C'est tout bonnement monstrueux n'est-ce pas ? cette aïeule qui dans son aveugle amour, disons-le franchement, dans son égoïsme, ne demande pas ce qui adviendra de l'enfant, qui restera là après qu'elle n'y sera plus, elle; et qui y restera, funestement préjudiciée.

Hélas, que de parents qui en agissent de même!

Depuis la mère ouvrière, élevant sa fille en belle dame, sans pouvoir lui procurer cependant le beau monsieur qui sera à l'avenir le seul mari possible, jusqu'à la petite bourgeoise qui inculque à la sienne des prétentions stupéfiantes !

Ah ! mères, si vous saviez ! Toutes vous les chérissez, ces enfants que vous avez mis au monde, que vous avez élevés au prix de peines, de fatigues, de nuits sans sommeil, de soucis cuisants, inexprimables.

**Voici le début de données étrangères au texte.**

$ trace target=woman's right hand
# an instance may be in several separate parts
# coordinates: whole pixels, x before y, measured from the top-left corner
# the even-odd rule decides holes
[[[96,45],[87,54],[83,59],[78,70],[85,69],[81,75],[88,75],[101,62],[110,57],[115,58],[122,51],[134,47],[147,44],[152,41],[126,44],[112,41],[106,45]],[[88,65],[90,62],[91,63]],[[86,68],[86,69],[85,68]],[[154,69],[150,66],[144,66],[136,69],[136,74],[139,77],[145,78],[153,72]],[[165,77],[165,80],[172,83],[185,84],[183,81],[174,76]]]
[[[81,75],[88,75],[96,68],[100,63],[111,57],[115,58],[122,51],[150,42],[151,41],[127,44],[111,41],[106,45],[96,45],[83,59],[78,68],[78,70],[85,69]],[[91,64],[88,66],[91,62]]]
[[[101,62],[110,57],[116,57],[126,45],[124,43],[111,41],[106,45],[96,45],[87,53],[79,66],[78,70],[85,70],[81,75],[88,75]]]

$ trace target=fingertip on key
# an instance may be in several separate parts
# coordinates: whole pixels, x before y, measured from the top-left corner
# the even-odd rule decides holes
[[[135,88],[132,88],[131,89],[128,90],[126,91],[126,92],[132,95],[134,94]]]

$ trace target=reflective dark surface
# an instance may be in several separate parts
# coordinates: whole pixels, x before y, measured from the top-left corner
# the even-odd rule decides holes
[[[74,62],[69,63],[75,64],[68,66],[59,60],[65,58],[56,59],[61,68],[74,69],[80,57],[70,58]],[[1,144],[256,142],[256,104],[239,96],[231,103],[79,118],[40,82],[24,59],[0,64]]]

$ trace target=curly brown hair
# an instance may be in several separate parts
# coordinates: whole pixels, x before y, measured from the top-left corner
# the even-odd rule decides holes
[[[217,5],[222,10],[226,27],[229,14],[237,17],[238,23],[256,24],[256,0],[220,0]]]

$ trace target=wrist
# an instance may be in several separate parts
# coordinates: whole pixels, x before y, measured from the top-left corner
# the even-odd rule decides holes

Et vous donneriez votre sang pour les savoir heureux, pour leur faire la route facile tout du long. Mais dans votre aberration vous accomplissez juste le rebours de ce qu'il faudrait, vous les désarmez, vous garantissez avec sollicitude leur défaite.

Qu'il vaudrait mille fois mieux, non pas les affaiblir, les bourrer de prétentions, multiplier leurs besoins, mais les rendre viriles, oui, oui, les filles aussi, et modestes, et contentes de peu, et dégourdies.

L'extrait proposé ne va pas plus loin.